Contents
v0.15.0 — External Benchmarks, Bulk API, and dbt Hub Preparation
Full technical details: v0.15.0.md-full.md
Status: ✅ Released | Scope: Medium (~4 weeks)
Validation against the Nexmark streaming benchmark, a bulk API for creating many stream tables at once, parser architecture improvements, watermark hold-back for late-arriving data, and preparation for listing on the dbt Hub.
What problem does this solve?
TPC-H validates analytical query correctness, but streaming workloads (event streams, IoT data, activity feeds) have different patterns. Nexmark is the industry-standard streaming benchmark. Operators managing dozens of stream tables needed a way to create them in bulk. And dbt users wanted to find and install the pg_trickle dbt package from the standard dbt Hub marketplace.
Nexmark Streaming Benchmark
Nexmark is a benchmark suite designed specifically for streaming systems, with queries modelling auction activity: bids, auctions, and persons. It tests patterns like:
- Event-time windowing (aggregate over a sliding time window)
- Join with late-arriving events (an auction result arriving after the bid)
- Top-N per category (highest bids per auction)
pg_trickle’s differential engine is now validated against the Nexmark query set, demonstrating that it handles streaming event patterns — not just analytical batch queries.
Bulk Create API
pgtrickle.create_stream_tables_from_json(definitions) accepts a JSON
array of stream table definitions and creates all of them in a single call.
This is useful for:
- Infrastructure-as-code deployments
- dbt post-run hooks that create many stream tables from model definitions
- Migration scripts that need to set up a complete stream table configuration
Parser Modularisation
The internal query parser and differential SQL generator — which analyses a SQL query and produces the incremental update logic — was split into four focused modules:
types.rs— the abstract syntax representationvalidation.rs— checks whether a query is supportedrewrites.rs— SQL transformation passessublinks.rs— subquery extraction logic
This makes the parser easier to extend and reduces the risk that a change to one aspect of the parser accidentally affects another.

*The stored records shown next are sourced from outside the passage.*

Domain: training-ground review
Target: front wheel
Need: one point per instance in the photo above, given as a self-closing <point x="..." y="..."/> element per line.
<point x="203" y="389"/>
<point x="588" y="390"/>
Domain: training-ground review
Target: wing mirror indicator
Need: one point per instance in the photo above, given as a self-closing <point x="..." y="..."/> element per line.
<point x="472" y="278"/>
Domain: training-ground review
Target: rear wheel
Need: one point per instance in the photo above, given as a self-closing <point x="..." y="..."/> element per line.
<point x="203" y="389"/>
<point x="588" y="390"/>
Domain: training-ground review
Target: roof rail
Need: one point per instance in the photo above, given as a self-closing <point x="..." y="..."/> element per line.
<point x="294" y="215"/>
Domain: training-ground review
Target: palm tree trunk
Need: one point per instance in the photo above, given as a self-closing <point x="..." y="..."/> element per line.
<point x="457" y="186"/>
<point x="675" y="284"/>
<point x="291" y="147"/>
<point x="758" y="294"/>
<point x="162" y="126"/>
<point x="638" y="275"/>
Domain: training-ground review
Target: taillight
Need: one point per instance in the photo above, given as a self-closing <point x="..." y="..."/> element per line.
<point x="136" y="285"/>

Watermark Hold-Back for Late-Arriving Data
In streaming workloads, events sometimes arrive late — a sensor reading from 2 minutes ago arrives now. If the stream table for that time window has already been refreshed and “closed”, the late event would be missed.
Watermark hold-back allows you to configure a delay on a stream table’s watermark, keeping the window open for late events. For example, a 5-minute hold-back means the stream table will not close a time window until 5 minutes after the window’s end time, accommodating events up to 5 minutes late.
Delta Cost Estimation
A new cost estimator predicts how expensive a differential refresh will be before running it, by examining the change buffer size and the complexity of the defining query. AUTO mode uses this estimate to pre-emptively choose FULL refresh when the differential is predicted to be slower, rather than waiting to observe the actual performance.
dbt Hub Preparation
The dbt-pgtrickle package was prepared for submission to the dbt Hub — the official package registry for dbt. This includes package metadata, documentation, and integration tests that run as part of the dbt Hub certification process.
ORM Integration Guides
Documentation guides for using pg_trickle with common ORMs:
- SQLAlchemy (Python)
- ActiveRecord (Ruby / Rails)
- Diesel (Rust)
- Prisma (Node.js / TypeScript)
Each guide shows how to query stream tables from the ORM and how to trigger refreshes from application code.
Scope
v0.15.0 broadens the validation coverage to streaming workloads (Nexmark), improves the ergonomics of bulk deployments, and prepares the dbt integration for the wider dbt ecosystem. The watermark hold-back feature addresses a fundamental challenge in streaming analytics: late-arriving data.